Bill Morris in Bricks & Bucks on November 24, 2021
Gov. Kathy Hochul has signed a bill that will require co-op and condo boards to pay prevailing wages to their building staffers in order to receive the coveted property tax abatement. The law doesn’t go into effect on April 1, 2022, the beginning of the state’s fiscal year, but it has already produced surprises.
The initial reaction to the bill was that most buildings with non-unionized staffs would raise their pay to prevailing-wage levels in order to keep the tax abatement, which ranges from 17.5% to 28%, depending on the average assessed value of units in the building. But when Steven Hoffman, co-president of Hoffman Management, crunched the numbers at a 60-unit co-op he manages on the Upper East Side, he came to the opposite conclusion.
“It depends on the makeup of the building,” Hoffman says, noting that the abatement, crucially, is available only to shareholders and unit-owners who use the apartment as their primary residence. “In this building, there’s a large percentage of shareholders who are not primary residents. You don’t have to be good at math to figure this one out.”

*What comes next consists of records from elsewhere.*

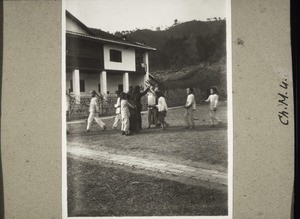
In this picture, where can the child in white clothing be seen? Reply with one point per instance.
(118, 111)
(162, 110)
(94, 109)
(125, 113)
(213, 100)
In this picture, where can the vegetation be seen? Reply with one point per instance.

The building has five employees, three non-union, who earn a total of $372,000. (Buildings with unionized staffs will not be affected by the new law.) Paying the three non-union employees the prevailing wage, according to Hoffman’s calculations, would boost the payroll to $531,000. Since so many of the shareholders are not primary residents, the co-op corporation gets a relatively modest $75,000 abatement on its property tax bill – not nearly enough to cover the $159,000 in increased wages and benefits. The co-op board, wisely, is going to forfeit the abatement, the lesser of two evils.

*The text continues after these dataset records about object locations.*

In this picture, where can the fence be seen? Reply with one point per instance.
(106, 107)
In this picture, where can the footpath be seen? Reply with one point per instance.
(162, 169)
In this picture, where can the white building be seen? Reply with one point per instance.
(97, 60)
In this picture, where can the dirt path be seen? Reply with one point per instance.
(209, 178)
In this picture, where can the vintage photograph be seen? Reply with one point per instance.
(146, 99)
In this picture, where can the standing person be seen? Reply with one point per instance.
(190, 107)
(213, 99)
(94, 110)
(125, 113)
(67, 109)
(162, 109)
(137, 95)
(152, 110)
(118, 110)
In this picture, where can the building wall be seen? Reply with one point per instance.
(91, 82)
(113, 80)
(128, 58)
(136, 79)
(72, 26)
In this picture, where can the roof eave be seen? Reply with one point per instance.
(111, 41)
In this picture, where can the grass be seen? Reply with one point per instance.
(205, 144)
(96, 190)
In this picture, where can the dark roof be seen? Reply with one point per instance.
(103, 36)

Which leads Hoffman to deliver a prediction and a bit of advice: “Some boards are going to massage work schedules to try to reduce payroll, or they might eliminate an employee to make the calculation more favorable. Boards need to examine the overall impact on every resident – not just the ones getting the abatement. And if it’s a building with a lot of employees, you’ve got to see how that affects the math. I don’t think boards should have a knee-jerk reaction.”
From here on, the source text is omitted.